Russia's annexation of Crimea one year ago has ground these gains to a halt there. According to a 2012 UNICEF survey, about 12,000 of Crimea's two million inhabitants are HIV positive. Prior to the conflict with Russia, 805 Crimean drug addicts – about 200 of whom were infected with HIV - were taking methadone or other OSTs. Initially, the Russian authorities promised a phased approach to the integration of Ukrainian and Russian law in cases where the two collided, opening the possibility of at least a reasonable weaning period for OST patients. But a sudden change of course appeared in March 2014, when the Crimean OST program was abruptly banned.

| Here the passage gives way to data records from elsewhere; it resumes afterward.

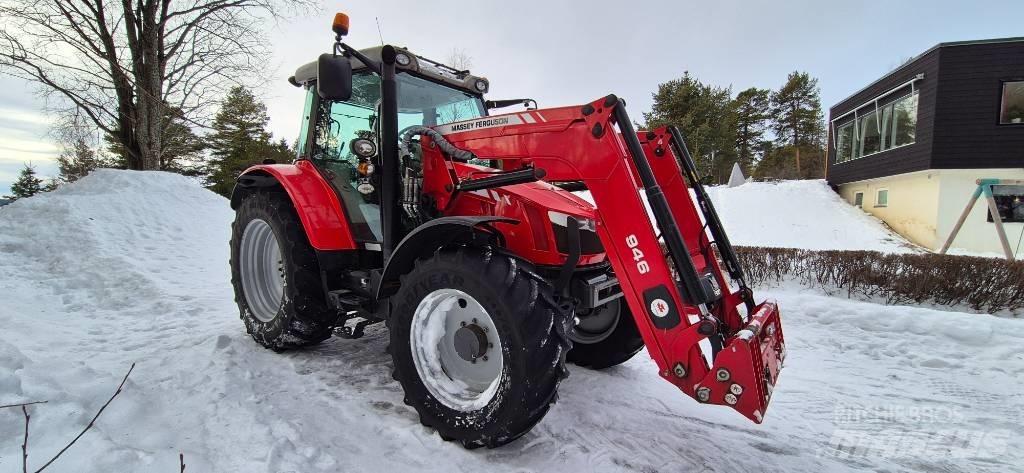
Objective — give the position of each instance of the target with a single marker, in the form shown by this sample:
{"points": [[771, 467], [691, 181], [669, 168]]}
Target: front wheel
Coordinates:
{"points": [[605, 337], [275, 275], [478, 345]]}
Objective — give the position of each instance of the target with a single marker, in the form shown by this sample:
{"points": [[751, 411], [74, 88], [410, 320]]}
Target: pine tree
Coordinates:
{"points": [[78, 161], [706, 117], [27, 184], [239, 139], [753, 112], [797, 116], [181, 149]]}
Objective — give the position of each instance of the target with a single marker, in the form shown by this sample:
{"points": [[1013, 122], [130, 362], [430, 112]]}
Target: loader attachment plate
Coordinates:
{"points": [[744, 372]]}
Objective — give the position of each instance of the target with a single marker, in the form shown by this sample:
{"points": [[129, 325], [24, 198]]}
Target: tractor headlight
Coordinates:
{"points": [[590, 243], [364, 147], [561, 219]]}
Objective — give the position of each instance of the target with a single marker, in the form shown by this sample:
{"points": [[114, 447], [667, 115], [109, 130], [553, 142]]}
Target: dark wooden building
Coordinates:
{"points": [[908, 146]]}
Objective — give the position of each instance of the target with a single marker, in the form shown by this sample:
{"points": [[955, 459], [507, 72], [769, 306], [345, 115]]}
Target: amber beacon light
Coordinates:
{"points": [[340, 25]]}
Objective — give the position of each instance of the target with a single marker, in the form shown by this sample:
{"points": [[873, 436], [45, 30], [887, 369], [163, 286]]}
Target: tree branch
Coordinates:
{"points": [[25, 403], [86, 429], [25, 444]]}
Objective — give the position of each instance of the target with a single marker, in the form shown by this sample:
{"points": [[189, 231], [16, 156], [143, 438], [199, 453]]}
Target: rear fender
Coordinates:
{"points": [[320, 210]]}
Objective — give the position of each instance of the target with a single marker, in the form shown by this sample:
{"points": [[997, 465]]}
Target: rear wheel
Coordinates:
{"points": [[275, 275], [604, 337], [478, 346]]}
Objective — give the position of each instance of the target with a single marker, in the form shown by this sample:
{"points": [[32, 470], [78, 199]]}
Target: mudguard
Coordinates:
{"points": [[317, 205], [424, 240]]}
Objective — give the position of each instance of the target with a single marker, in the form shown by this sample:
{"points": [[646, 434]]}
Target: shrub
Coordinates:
{"points": [[982, 284]]}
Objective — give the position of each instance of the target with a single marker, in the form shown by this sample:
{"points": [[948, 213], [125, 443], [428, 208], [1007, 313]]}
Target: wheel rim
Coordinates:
{"points": [[262, 270], [456, 349]]}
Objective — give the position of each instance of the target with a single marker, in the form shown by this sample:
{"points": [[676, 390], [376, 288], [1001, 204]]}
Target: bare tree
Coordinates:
{"points": [[125, 66]]}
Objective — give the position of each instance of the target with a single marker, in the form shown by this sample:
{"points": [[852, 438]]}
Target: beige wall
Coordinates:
{"points": [[924, 207], [912, 207]]}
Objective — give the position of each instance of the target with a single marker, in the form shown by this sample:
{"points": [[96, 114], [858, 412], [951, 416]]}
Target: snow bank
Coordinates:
{"points": [[804, 214], [128, 266]]}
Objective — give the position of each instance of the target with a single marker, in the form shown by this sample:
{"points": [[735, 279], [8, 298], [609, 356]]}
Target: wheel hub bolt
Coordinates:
{"points": [[470, 342]]}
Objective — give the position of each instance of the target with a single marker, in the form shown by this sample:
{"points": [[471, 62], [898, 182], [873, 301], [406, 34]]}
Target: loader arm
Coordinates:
{"points": [[679, 295]]}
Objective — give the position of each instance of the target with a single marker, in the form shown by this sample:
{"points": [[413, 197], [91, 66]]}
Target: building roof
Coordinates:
{"points": [[1019, 39]]}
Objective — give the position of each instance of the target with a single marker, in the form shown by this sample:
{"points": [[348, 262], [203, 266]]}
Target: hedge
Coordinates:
{"points": [[982, 284]]}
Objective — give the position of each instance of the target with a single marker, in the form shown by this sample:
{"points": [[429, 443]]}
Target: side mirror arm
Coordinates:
{"points": [[373, 65]]}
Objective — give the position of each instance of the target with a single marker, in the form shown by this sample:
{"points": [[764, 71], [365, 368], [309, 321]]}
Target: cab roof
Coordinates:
{"points": [[419, 65]]}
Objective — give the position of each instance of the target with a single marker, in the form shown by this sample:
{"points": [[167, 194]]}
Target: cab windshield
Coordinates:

Doctors prescribing methadone after that time were threatened with prison. Russian anti-drug authorities gleefully implemented a widely televised burning of tens of thousands of methadone doses reportedly collected from Crimean clinics, alleging that black-market sales were fueling organized crime. The head of the Russian Federal Drug Control Service has claimed (against all evidence) that OST has led to a death rate among Ukrainian drug users twice that in Russia, and even went so far as to blame methadone for the entire security crisis in Ukraine, saying that "methadone addicts" were lured by "cultists" to "serve as cannon fodder on the Maidan [Kiev's Independence Square, where the initial large anti-government protests were held] and later in southeastern Ukraine."
By the end of January of this year, according to UN Special Envoy for AIDS Michel Kazatchkine, between 80 and 100 of those 805 Crimean OST patients had already died, primarily from suicide and overdose. Several NGOs have financed travel costs for patients to relocate to other parts of Ukraine to continue treatment. But many of these people are also suffering from other diseases besides HIV, including hepatitis C and TB, and find the prospect of uprooting their lives unthinkable. Too many have already returned to their former heroin addictions.
The problem is now spreading beyond Crimea, with the Ukrainian government refusing to send not only OSTs but also antiretroviral drugs to its Eastern regions under the control of Russia-backed rebels as part of an overall blockade. The Britishbased International HIV/AIDS Alliance in Ukraine reports that more than 300 OST patients in the disputed Lugansk and Donetsk regions have lost access to treatment as a result of this decision, with over 500 more in "imminent" danger of exhausting remaining supplies.
Last week, the Global Fund announced new grant agreements totaling US$ 134 million to fund Ukrainian efforts against HIV and TB, with particular focus on people who inject drugs (among other risk groups). But politics threatens to over whelm these efforts. The government in Kiev should make a humanitarian exception to its blockade of the Russian separatist-controlled regions in the East, allowing a safe corridor for methadone and buprenorphine, clean syringes, HIV test kits, and condoms. And the international community must redouble its efforts to convince Russia to rethink its policy on OST, at least in Crimea. Failure here will magnify the tragedy of an already catastrophic situation.